Python

Python is widely used programming language where we have installed all basic packages on every node. Yet, python develops quite fast and the system provided packages are ofter not complete or getting old.

Python distributions

  Python to use How to install own packages
Most of the use cases, but sometimes different versions of modules needed Anaconda 2/3 conda environment + conda
Simple programs with common packages, not switching between Pythons often Anaconda 2/3 pip install --user
Special advanced cases. Python from module system virtualenv + pip install

There are two main versions of Python: 2 and 3. There are also different distributions: The “regular” CPython, Anaconda (a package containing CPython + a lot of other scientific software all bundled togeter), PyPy (a just-in-time compiler, which can be much faster for some use cases). Triton supports all of these.

  • For general scientific/data science use, we suggest that you use Anaconda. It comes with the most common scientific software included, and is reasonably optimized.
  • There are many other “regular” CPython versions in the module system. These are compiled and optimized for Triton, and are highly recommended. The default system Python is old and won’t be updated.
  • PyPy is still mainly for advanced use (it can be faster under certain cases, but does not work everywhere). It is available in a module.

Quickstart

Use module load anaconda2 or module load anaconda3 to get a modern Python.

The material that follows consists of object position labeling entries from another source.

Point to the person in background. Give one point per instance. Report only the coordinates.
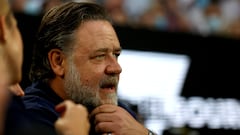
(11, 58)
(76, 58)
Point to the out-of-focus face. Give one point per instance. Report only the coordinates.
(93, 73)
(14, 51)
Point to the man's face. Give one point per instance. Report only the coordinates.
(93, 72)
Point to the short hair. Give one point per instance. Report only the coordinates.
(57, 31)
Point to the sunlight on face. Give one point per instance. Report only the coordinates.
(83, 93)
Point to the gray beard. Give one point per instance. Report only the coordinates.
(84, 94)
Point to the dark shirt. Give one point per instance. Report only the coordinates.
(40, 101)
(20, 122)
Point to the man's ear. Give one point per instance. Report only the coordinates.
(57, 61)
(2, 29)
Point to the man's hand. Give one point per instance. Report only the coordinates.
(73, 119)
(113, 119)
(16, 90)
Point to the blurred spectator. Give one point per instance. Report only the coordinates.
(154, 17)
(233, 30)
(213, 15)
(116, 11)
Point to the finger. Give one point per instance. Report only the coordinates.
(103, 117)
(106, 108)
(104, 127)
(62, 107)
(16, 90)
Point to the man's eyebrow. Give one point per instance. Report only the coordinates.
(107, 49)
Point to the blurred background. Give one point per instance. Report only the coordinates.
(180, 60)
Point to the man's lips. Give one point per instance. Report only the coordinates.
(109, 88)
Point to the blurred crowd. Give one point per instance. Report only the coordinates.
(221, 17)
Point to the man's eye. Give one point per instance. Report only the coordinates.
(116, 55)
(100, 56)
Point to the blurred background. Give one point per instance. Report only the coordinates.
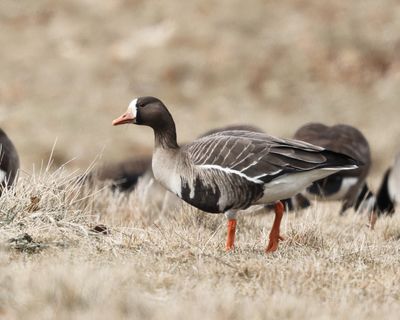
(68, 68)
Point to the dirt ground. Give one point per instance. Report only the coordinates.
(68, 68)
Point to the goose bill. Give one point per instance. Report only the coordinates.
(127, 117)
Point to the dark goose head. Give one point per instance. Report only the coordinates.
(150, 111)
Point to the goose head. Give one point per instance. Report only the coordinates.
(148, 111)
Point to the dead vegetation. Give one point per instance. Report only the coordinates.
(81, 255)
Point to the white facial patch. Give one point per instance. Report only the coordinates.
(132, 108)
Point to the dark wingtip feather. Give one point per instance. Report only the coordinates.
(338, 160)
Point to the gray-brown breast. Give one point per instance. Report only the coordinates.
(344, 139)
(9, 161)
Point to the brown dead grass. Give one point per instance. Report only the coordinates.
(69, 67)
(173, 266)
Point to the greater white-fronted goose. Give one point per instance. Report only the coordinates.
(347, 186)
(388, 195)
(9, 162)
(232, 170)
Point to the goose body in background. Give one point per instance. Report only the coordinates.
(232, 170)
(9, 162)
(347, 186)
(388, 195)
(123, 176)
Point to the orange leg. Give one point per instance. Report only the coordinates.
(230, 239)
(372, 220)
(274, 235)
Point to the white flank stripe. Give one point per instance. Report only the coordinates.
(230, 171)
(2, 175)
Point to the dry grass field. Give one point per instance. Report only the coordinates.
(69, 67)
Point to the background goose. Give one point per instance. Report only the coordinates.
(232, 170)
(348, 186)
(9, 162)
(122, 176)
(388, 195)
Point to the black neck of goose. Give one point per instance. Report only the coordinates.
(363, 196)
(165, 136)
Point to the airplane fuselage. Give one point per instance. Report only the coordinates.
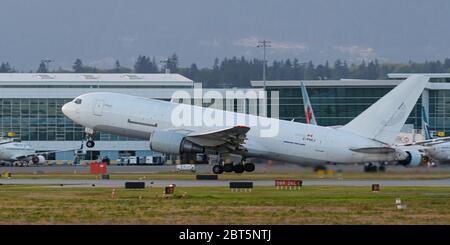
(298, 143)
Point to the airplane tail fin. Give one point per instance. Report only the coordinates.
(309, 113)
(425, 125)
(383, 120)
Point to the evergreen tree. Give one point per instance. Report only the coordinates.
(143, 64)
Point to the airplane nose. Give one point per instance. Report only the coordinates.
(67, 109)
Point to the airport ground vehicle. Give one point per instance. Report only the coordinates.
(145, 160)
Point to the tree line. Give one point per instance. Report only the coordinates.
(238, 72)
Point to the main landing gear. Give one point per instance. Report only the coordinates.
(90, 137)
(230, 167)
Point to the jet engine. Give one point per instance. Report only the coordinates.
(38, 159)
(414, 158)
(173, 143)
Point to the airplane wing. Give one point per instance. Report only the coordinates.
(374, 150)
(227, 139)
(429, 142)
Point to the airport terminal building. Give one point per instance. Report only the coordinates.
(336, 102)
(30, 105)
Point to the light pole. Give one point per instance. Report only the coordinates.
(47, 64)
(263, 44)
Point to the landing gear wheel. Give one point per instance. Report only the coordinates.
(239, 168)
(228, 167)
(217, 169)
(90, 143)
(249, 167)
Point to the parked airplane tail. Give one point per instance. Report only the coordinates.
(425, 125)
(309, 113)
(383, 120)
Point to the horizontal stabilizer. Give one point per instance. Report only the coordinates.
(383, 120)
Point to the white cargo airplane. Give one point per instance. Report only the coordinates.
(14, 151)
(367, 138)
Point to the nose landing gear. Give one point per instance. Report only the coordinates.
(90, 137)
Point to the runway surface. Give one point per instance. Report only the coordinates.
(204, 168)
(213, 183)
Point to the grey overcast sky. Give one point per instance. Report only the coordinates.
(101, 31)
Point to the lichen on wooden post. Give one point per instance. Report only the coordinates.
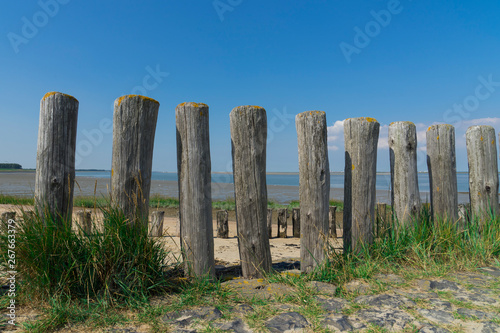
(314, 187)
(55, 161)
(361, 138)
(441, 162)
(195, 194)
(405, 195)
(248, 140)
(483, 172)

If you have simple needs, use pip install –user to install packages. For complex needs, use anaconda + conda environments to isolate your projects.

Install your own packages easily

Installing your own packages with pip install won’t work, since it tries to install globally for all users. Instead, you should do this (add -user) to install the package in your home directory (~/.local/lib/pythonN.N/):

pip install --user $package_name

This is quick and effective best used for leaf packages without many dependencies and if you don’t switch Python modules often.

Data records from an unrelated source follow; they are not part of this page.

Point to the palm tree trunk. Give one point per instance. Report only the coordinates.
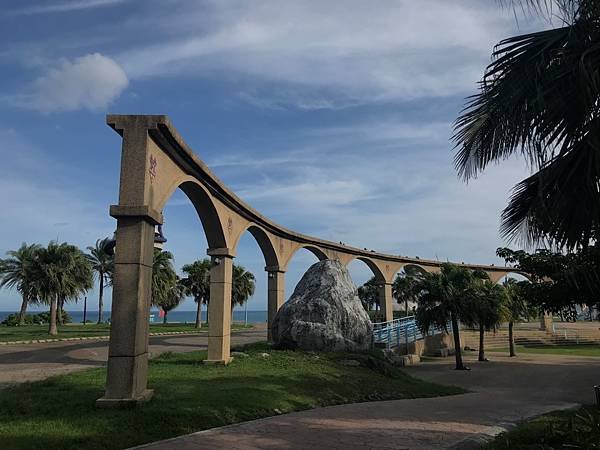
(511, 339)
(59, 312)
(53, 330)
(23, 311)
(199, 313)
(100, 298)
(481, 337)
(457, 350)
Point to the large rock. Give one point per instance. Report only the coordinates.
(324, 313)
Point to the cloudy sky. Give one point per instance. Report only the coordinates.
(332, 118)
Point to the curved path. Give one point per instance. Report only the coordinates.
(503, 391)
(31, 362)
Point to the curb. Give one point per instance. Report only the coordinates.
(95, 338)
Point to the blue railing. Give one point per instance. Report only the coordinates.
(400, 331)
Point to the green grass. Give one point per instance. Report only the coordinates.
(569, 350)
(59, 413)
(561, 429)
(34, 332)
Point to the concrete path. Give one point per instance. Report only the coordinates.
(31, 362)
(503, 391)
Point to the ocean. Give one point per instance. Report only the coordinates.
(173, 316)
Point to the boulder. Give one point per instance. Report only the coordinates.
(324, 313)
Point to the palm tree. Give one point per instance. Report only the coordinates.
(369, 293)
(540, 97)
(197, 284)
(164, 278)
(406, 287)
(443, 298)
(242, 287)
(515, 308)
(61, 272)
(15, 272)
(173, 297)
(486, 300)
(102, 261)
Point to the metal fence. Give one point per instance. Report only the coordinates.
(400, 331)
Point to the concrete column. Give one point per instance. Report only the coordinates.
(275, 297)
(385, 301)
(219, 308)
(132, 289)
(546, 322)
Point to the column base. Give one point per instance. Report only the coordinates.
(124, 403)
(217, 362)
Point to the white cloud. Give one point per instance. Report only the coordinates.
(91, 82)
(341, 53)
(76, 5)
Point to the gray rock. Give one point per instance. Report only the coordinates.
(324, 313)
(349, 362)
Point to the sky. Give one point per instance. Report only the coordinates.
(332, 118)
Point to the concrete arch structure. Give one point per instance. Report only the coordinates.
(155, 161)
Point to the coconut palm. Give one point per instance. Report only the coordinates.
(242, 288)
(405, 287)
(515, 308)
(540, 97)
(164, 278)
(15, 272)
(102, 261)
(61, 272)
(485, 309)
(197, 284)
(173, 298)
(444, 298)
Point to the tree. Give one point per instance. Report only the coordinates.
(15, 272)
(540, 97)
(197, 284)
(486, 300)
(61, 272)
(102, 262)
(173, 298)
(405, 287)
(164, 280)
(243, 285)
(369, 294)
(515, 309)
(444, 298)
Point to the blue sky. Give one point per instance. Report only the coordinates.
(331, 118)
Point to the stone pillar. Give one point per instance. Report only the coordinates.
(127, 370)
(275, 296)
(219, 307)
(546, 322)
(385, 301)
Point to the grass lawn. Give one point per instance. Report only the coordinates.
(561, 429)
(59, 413)
(32, 332)
(572, 350)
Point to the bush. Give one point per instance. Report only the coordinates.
(12, 320)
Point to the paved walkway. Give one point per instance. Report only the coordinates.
(503, 392)
(31, 362)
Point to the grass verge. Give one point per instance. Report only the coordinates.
(569, 350)
(35, 332)
(59, 413)
(561, 429)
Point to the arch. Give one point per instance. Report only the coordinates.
(205, 208)
(320, 254)
(377, 273)
(264, 242)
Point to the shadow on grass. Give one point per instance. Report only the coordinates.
(189, 396)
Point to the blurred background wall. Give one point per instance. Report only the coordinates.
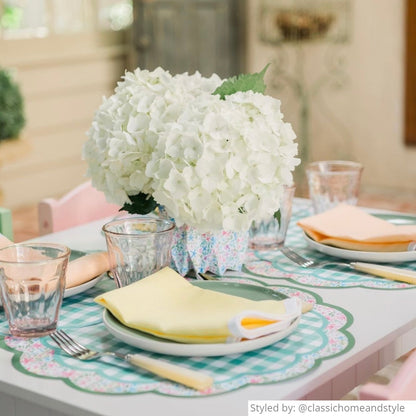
(343, 90)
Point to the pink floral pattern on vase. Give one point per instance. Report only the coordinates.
(213, 252)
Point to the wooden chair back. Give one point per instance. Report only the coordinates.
(81, 205)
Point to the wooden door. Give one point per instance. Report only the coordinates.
(190, 35)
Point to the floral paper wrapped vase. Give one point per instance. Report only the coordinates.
(215, 154)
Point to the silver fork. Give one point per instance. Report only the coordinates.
(387, 272)
(190, 378)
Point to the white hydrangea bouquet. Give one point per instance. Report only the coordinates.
(215, 154)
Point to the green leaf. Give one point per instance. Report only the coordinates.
(244, 82)
(278, 216)
(140, 204)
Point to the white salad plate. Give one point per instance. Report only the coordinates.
(370, 256)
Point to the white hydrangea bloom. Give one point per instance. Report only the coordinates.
(213, 164)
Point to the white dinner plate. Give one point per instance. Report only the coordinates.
(370, 256)
(154, 344)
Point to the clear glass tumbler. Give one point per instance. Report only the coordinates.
(138, 246)
(333, 182)
(32, 283)
(270, 234)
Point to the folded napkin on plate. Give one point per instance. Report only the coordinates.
(85, 268)
(349, 227)
(166, 305)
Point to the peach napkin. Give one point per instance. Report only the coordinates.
(81, 270)
(350, 227)
(4, 241)
(86, 268)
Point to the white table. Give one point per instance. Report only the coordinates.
(384, 328)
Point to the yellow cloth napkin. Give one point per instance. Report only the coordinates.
(166, 305)
(349, 227)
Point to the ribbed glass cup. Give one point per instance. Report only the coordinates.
(138, 246)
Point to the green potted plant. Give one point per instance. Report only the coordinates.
(12, 118)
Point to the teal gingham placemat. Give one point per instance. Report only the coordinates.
(273, 264)
(321, 334)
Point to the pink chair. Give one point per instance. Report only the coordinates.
(82, 204)
(401, 387)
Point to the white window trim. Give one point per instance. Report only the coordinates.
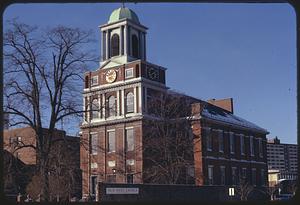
(233, 170)
(130, 164)
(231, 140)
(242, 145)
(212, 167)
(254, 169)
(94, 165)
(97, 80)
(129, 69)
(251, 147)
(207, 129)
(107, 137)
(220, 133)
(94, 133)
(223, 167)
(111, 163)
(244, 168)
(260, 147)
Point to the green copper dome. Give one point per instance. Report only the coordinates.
(123, 13)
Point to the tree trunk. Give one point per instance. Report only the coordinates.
(44, 180)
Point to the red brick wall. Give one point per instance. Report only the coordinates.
(119, 156)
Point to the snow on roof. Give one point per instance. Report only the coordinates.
(213, 112)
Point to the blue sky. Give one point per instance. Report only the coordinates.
(243, 51)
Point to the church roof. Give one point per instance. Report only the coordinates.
(123, 13)
(219, 114)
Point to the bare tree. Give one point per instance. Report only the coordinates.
(168, 140)
(43, 82)
(243, 189)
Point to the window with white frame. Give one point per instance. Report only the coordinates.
(223, 175)
(262, 177)
(112, 106)
(129, 178)
(94, 165)
(251, 146)
(129, 139)
(221, 141)
(130, 162)
(210, 175)
(129, 102)
(260, 147)
(253, 175)
(94, 80)
(95, 109)
(244, 173)
(128, 73)
(242, 141)
(234, 175)
(111, 163)
(208, 139)
(94, 143)
(111, 141)
(232, 142)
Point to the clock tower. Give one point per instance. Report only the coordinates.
(116, 97)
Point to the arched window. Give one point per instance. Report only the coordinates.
(135, 46)
(115, 45)
(95, 109)
(111, 106)
(129, 102)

Warning! If you do this, then the module will be shared among all your projects. It is quite likely that eventually, you will get some incompatibilities between the Python you are using and the modules installed. In that case, you are on your own (simple recommendation is to remove all modules from ~/.local/lib/pythonN.N and reinstall). If you get incompatible module errors, our first recommendation will be to remove everything installed this way and use conda/virtual environments instead. It’s not a bad idea to do this when you switch to environments anyway.

Note: pip installs from the Python Package Index.

Anaconda and conda environments

Anaconda is a Python distribution by Continuum Analytics. It is nothing fancy, they just take a lot of useful scientific packages and put them all together, make sure they work, and do some sort of optimization. They also include most of the most common computing and data science packages. It is also all open source, and is packaged nicely so that it can easily be installed on any major OS.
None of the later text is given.